November 19th, 2015 by

It seems older drivers (meaning those older than 30 or so) have always been taught that you must warm up a car in winter before taking off, but this is actually not true. This is the first driving myth we—at Berlin City Toyota of New Hampshire—are going to debunk. When you idle your car, the transmission and wheel bearings don’t get any lubrication; this doesn’t occur until the car is actually moving. The longer you warm your car up before driving, the more likely it is that you are releasing ozone-depleting emissions into the environment, which is not very “green.” Even if you live in cold areas of New England like Berlin, Gorham, Jefferson, Milan, Bethel, Stoneham, and Newry, just start your car and in a few seconds, you’re ready to go.

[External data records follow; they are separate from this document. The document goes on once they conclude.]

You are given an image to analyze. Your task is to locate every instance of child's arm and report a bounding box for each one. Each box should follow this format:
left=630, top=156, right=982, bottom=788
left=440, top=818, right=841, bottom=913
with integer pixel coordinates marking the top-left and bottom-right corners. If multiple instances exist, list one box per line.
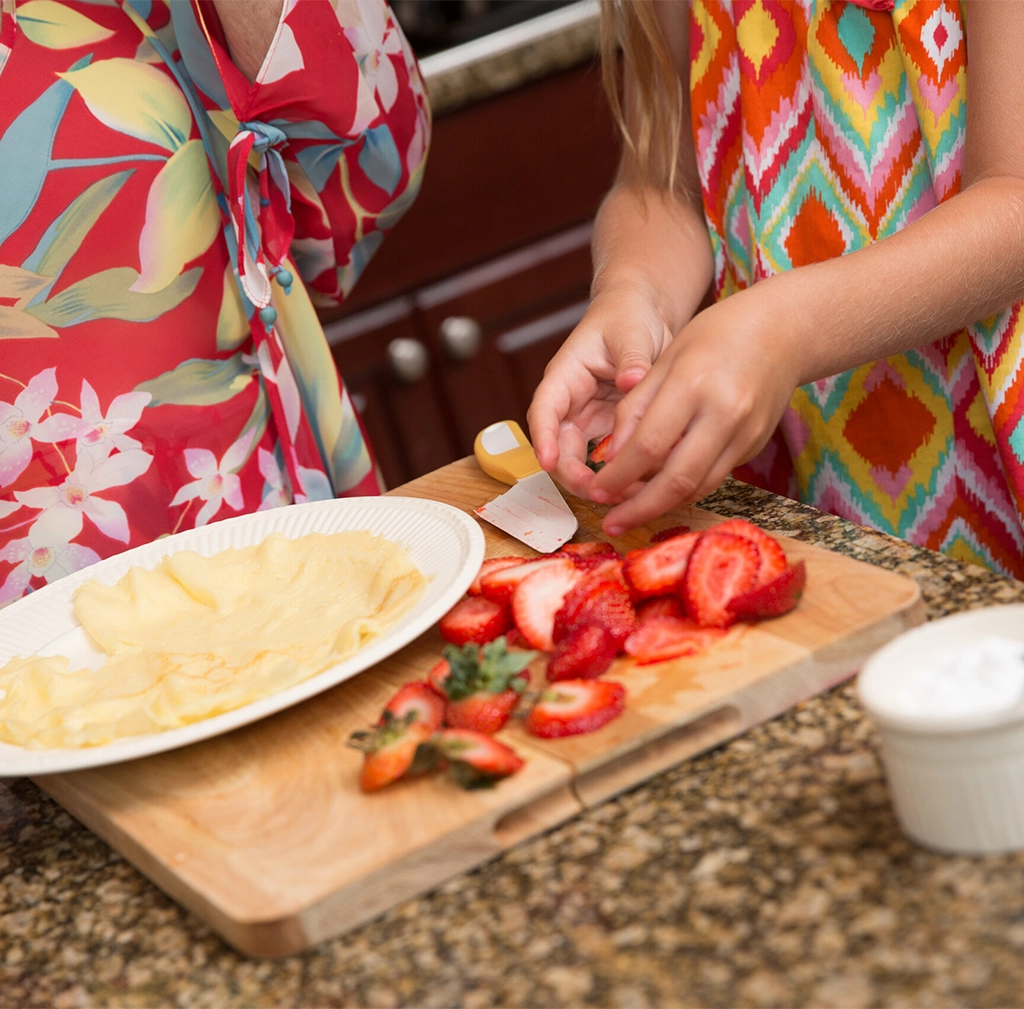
left=528, top=3, right=714, bottom=497
left=588, top=0, right=1024, bottom=535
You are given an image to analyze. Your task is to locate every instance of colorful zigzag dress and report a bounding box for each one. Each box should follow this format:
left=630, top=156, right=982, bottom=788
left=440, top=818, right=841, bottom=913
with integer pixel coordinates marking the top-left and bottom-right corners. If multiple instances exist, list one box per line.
left=690, top=0, right=1024, bottom=578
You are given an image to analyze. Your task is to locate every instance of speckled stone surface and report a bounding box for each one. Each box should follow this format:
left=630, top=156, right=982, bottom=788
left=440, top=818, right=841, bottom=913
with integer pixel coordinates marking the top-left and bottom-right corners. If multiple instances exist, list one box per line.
left=0, top=484, right=1024, bottom=1009
left=423, top=12, right=600, bottom=116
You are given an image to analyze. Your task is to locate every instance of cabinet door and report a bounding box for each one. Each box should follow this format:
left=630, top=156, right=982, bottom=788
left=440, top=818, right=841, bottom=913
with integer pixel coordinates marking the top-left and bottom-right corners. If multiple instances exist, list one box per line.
left=415, top=223, right=592, bottom=454
left=325, top=298, right=462, bottom=487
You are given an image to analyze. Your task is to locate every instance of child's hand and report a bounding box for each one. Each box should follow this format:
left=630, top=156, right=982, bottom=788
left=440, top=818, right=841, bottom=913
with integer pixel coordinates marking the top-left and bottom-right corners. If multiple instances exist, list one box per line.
left=588, top=283, right=801, bottom=536
left=526, top=286, right=672, bottom=497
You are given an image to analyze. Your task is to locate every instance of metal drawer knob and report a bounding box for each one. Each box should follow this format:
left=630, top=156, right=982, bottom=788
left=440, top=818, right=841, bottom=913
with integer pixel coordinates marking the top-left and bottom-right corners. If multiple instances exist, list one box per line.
left=439, top=316, right=482, bottom=361
left=387, top=337, right=430, bottom=384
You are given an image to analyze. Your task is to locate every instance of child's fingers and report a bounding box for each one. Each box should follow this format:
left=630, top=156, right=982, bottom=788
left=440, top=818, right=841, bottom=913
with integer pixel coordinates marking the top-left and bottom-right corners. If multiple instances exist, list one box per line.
left=602, top=419, right=734, bottom=536
left=591, top=369, right=693, bottom=502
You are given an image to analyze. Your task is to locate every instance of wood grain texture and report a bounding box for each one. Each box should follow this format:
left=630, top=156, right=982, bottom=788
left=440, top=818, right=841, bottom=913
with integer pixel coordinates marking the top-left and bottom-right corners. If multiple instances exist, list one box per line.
left=36, top=459, right=924, bottom=956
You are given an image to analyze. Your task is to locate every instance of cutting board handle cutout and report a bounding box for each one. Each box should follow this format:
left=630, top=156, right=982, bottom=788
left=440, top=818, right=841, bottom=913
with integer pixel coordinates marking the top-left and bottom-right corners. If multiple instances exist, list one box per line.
left=573, top=704, right=744, bottom=806
left=494, top=785, right=583, bottom=849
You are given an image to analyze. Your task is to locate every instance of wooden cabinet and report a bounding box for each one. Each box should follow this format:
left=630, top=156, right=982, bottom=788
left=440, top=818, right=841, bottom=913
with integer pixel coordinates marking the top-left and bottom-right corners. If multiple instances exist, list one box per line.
left=325, top=61, right=617, bottom=487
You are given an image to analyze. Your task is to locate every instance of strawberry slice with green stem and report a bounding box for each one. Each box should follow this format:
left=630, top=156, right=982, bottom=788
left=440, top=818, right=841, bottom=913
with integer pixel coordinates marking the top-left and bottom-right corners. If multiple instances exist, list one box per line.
left=348, top=708, right=434, bottom=792
left=429, top=728, right=523, bottom=789
left=436, top=637, right=537, bottom=734
left=438, top=595, right=512, bottom=645
left=523, top=679, right=626, bottom=740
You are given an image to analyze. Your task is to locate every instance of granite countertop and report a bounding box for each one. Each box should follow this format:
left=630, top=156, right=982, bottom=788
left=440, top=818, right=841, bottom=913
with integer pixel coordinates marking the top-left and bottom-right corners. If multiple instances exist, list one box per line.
left=420, top=0, right=600, bottom=116
left=6, top=482, right=1024, bottom=1009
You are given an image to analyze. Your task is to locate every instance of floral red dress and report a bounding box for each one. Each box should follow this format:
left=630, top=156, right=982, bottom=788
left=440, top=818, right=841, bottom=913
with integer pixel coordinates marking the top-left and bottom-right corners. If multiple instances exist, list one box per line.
left=0, top=0, right=429, bottom=604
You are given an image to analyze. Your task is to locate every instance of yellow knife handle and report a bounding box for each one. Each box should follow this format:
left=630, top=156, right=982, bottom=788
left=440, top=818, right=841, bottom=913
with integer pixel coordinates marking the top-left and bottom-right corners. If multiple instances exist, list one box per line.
left=473, top=420, right=541, bottom=484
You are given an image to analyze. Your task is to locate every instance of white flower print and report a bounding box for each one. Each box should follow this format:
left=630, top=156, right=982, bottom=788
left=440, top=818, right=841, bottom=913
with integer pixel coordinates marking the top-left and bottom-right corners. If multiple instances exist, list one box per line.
left=14, top=449, right=153, bottom=543
left=0, top=522, right=99, bottom=606
left=171, top=428, right=256, bottom=529
left=256, top=449, right=292, bottom=511
left=335, top=0, right=404, bottom=112
left=0, top=368, right=57, bottom=487
left=32, top=379, right=153, bottom=462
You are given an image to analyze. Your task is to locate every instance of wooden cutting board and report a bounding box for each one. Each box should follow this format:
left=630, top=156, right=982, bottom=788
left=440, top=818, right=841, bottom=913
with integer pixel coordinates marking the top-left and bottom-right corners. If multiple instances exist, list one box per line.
left=36, top=459, right=924, bottom=956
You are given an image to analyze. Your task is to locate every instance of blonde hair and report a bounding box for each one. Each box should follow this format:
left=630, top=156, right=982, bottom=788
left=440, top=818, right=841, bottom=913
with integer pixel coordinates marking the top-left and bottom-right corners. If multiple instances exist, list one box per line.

Another myth is that an oil change is necessary every 3,000 miles or 3-6 months, but this just isn’t true, especially with all the advanced technology found on cars manufactured today. Check your owner’s manual or the service advisor at Berlin City Toyota to know when your car’s oil should be changed.

Another myth is that automatic transmissions are more fuel-efficient than standard transmission. Major changes in engine design and construction have recently debunked this myth. The continuously variable transmission (CVT) has no gear teeth and a limitless number of shift points, so it has just about every advantage that a manual transmission used to have.